A obra seminal de Max Weber, "A ética protestante e o ‘espírito’ do capitalismo", mergulha nas profundezas da sociologia e da história para desvendar a intrincada relação entre a ética ascética do protestantismo, em especial o calvinismo, e a ascensão do capitalismo moderno. Publicado originalmente em 1904-1905, este ensaio revolucionário desafia as interpretações puramente materialistas da história, argumentando que valores religiosos e culturais desempenharam um papel decisivo na formação do sistema econômico ocidental.

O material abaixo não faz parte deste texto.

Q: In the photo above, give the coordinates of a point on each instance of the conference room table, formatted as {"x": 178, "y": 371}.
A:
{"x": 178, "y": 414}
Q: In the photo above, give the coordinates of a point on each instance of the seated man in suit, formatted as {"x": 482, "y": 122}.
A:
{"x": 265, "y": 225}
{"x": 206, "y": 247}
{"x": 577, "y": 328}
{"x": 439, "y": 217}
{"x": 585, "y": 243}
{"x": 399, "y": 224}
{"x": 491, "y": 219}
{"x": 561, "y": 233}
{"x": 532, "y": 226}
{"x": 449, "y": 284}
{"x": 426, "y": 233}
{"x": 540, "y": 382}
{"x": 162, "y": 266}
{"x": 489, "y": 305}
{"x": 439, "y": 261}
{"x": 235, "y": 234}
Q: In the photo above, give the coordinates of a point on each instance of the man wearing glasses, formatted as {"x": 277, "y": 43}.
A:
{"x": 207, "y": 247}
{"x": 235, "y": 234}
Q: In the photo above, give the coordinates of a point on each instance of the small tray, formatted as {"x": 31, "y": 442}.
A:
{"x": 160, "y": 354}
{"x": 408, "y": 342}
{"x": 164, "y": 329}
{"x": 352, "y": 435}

Weber explora como conceitos como a doutrina da vocação (Beruf), a predestinação e a busca por sinais de salvação impulsionaram os protestantes a uma vida de trabalho árduo, disciplina, poupança e reinvestimento, em nítido contraste com o consumo ostensivo. Ele demonstra como a racionalidade e a metodicidade inerentes a essa ética religiosa forjaram o "espírito" capitalista, caracterizado pela acumulação sistemática de riqueza e pela organização eficiente do trabalho.
Mais do que uma simples relação de causa e efeito, Weber postula uma "afinidade eletiva" entre o protestantismo ascético e o capitalismo moderno. A obra analisa como, ao longo do tempo, esse espírito se dessacralizou, transformando-se em uma força autônoma que continua a moldar a vida econômica contemporânea, mesmo para aqueles desprovidos de convicções religiosas. É uma análise profunda e indispensável sobre as raízes culturais e ideológicas que sustentam a nossa sociedade.